Selon ce collectif, il serait nécessaire de transformer les conditions de travail des paysan·ne·s avec deux statuts envisagés : celui de producteur·rice indépendant·e qui respecte les principes du commerce équitable (prix rémunérateur, contrats prix/volumes garantis pluriannuels) ou salarié·e·s des caisses investissant dans des sites de production en collectif. Ces nouveaux statuts pourraient permettre l’installation de nouveaux·elle·s paysan·ne·s, suivant des carrières mixtes et ne souhaitant pas perdre leurs droits de salarié·e·s. Définir des nouveaux statuts permettrait de traiter la problématique du surendettement paysan pour acheter les terres, les machines, les bâtiments, etc.
Enfin, il convient bien évidemment de s’interroger sur les conditionnalités environnementales du conventionnement, en le fléchant vers des produits issus d’une agriculture paysanne, bio et locale.

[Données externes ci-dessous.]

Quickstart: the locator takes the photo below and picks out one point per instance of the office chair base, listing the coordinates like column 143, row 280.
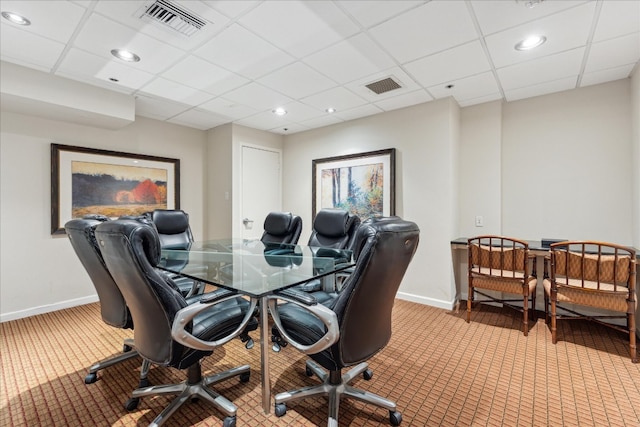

À l’instar du Territoire zéro chômeur, cette sécurité sociale de l’alimentation pourrait dans un premier temps être expérimentée à l’échelle d’un territoire comme la région.
Création d’un groupe de travail “sécurité sociale de l’alimentation”
Dans cette optique, nous devons pouvoir disposer d’un outil de réflexion, d’échange et de co-construction au sein de notre mouvement qui doit se traduire concrètement par la mise en place d’un groupe de travail « Sécurité sociale de l’alimentation. »
Ses objectifs :
– renforcer les échanges entre EÉLV et les différentes organisations actrices de la société civile dans ce domaine ;
– travailler en transversalité et améliorer la communication interne et externe en direction
– des agriculteur·trices et des mangeur·se·s, notamment via les nouveaux outils de communication ;
– fournir ensemble des éléments d’analyse et des propositions d’orientation ou d’action sur les politiques menées en faveur de l’agroécologie et du droit à l’alimentation saine ;
– soutenir et relayer les mobilisations en la matière ;
– développer la formation en interne pour accompagner l’appropriation des enjeux ;
– organiser des événements pour confronter nos analyses et alimenter le débat.
Motion
Aussi, le conseil fédéral d’EÉLV décide :
· qu’un groupe de travail commun intitulé « Sécurité sociale de l’alimentation » soit créé au sein du parti EÉLV ;
· que les commissions thématiques concernées soient chargées des modalités de
· mise en place de ce groupe de travail notamment concernant sa composition et sa temporalité avec un rapport d’étape au Conseil fédéral d’ici 6 mois ;
· que ce groupe de travail ait pour tâche d’auditionner les différent·e·s acteur·rice·s sur ces questions ;
· que ce groupe de travail ait pour objet de mutualiser les retours d’expériences, de
· formuler des propositions, de les diffuser au sein du parti (EÉLV) ;
· que ce dernier travaille de manière transversale avec tous les organes du parti EÉLV, fasse appel à l’expertise aussi bien interne qu’externe au parti et ce, dans un esprit de co-élaboration.